How capable are MCP servers and LLMs for Hacking?
If you look around, you’ll see that the capability is definitely there.
There are already tutorials on YouTube and GitHub showing how to use Claude with MCP servers for penetration testing. NetworkChuck recently released a video demonstrating how to use MCP servers to hack a DVWA (Damn Vulnerable Web App) machine. He showed that the setup is capable of basic tasks like running Nmap scans, using WPScan, and finding vulnerabilities. On GitHub, there are repositories like HexStrike AI, which has over 4.5k stars. These projects are rapidly growing and explicitly focus on AI-powered penetration testing.
Consider MCP server setups as similar to a painters palette: MCP server setup is an AI-operated palette which contains different colours (in this case, security tools) which can be used in many ways. How a penetration tester paints or plays out their methodology is up to them, and having an AI-operated toolkit ready not only makes the setup easy but inherently it’s going to be much faster due to the speed of AI. HexStrike AI is one of many publicly available AI toolkits for penetration testers, and everybody can make one too.

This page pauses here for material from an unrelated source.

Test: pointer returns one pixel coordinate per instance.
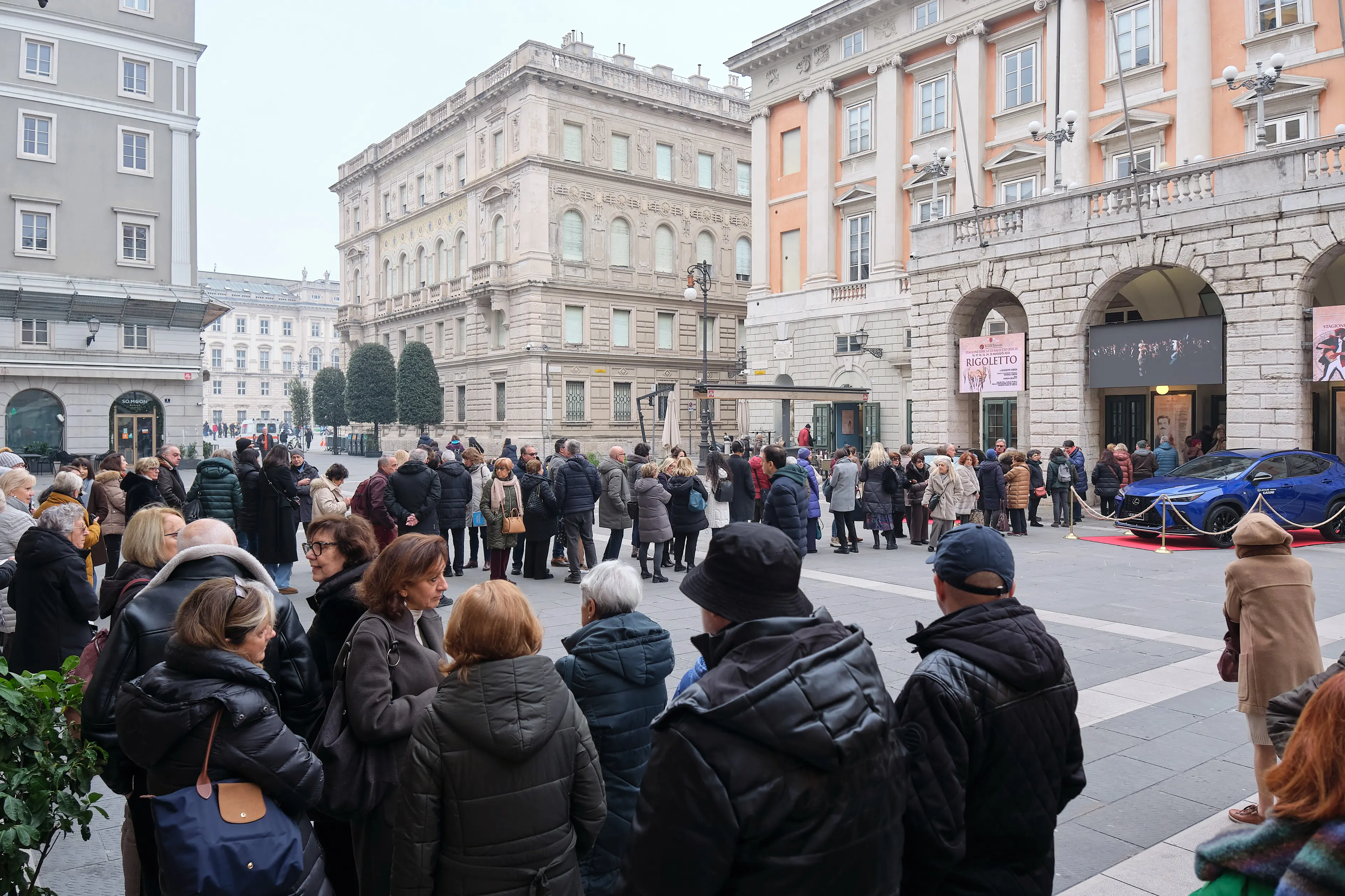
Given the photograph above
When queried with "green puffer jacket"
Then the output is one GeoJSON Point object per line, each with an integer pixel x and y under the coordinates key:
{"type": "Point", "coordinates": [217, 486]}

So, there may definitely be some truth to Anthropic’s report. It is possible to integrate LLMs with cybersecurity tools. In the hands of capable people , it might be possible to orchestrate a cyber-attack as big as Anthropic claims. For example an experienced AI developer might focus on integrating AI services with the most appropriate tool based on the task, and create an eco system tailored to the specific objective. On the other hand, an experienced penetration tester might integrate AI with the tools to do analysis of their findings or to create custom malware payloads to exploit a vulnerability based on the target infrastructure. There are multiple ways this can go depending on the user, but one thing that’s common in all cases is that AI integration will definitely increase the effectiveness and efficiency of traditional tasks, one way or another.
Takeaway for Cyber Professionals
Quick Recap: There’s definitely gaps in Anthropic’s report and one might ask various questions. Why did the threat actors use only Claude? Anthropic admitted that Claude “hallucinated” a lot during the attack, claiming to find credentials that didn’t work, so did the attack actually cause significant damage, or was it just a noisy mess?
This incident indicates AI integration in defensive tools could be equally promising, and could be an upcoming shift on AI usage in overall cyber industry. We also hear news about an “AI bubble” that might burst, and some senior researchers suggesting LLMs are hitting a dead end. Many industry leaders on LinkedIn are warning us to be careful of the hype.
However, the growth of MCP servers is very new and shows genuine promise, not just for penetration testing, but for all engineering domains. The only way to know for sure is to actually use this technology yourself, beyond just the prompt-based web UIs.
There is a massive opportunity here for cyber professionals, especially those trying to break into the industry. Don’t just read the headlines. Go build an MCP server. Experiment with the tools. Understand the advancements in AI If there’s true potential in this, you could be riding the wave of the next computer revolution.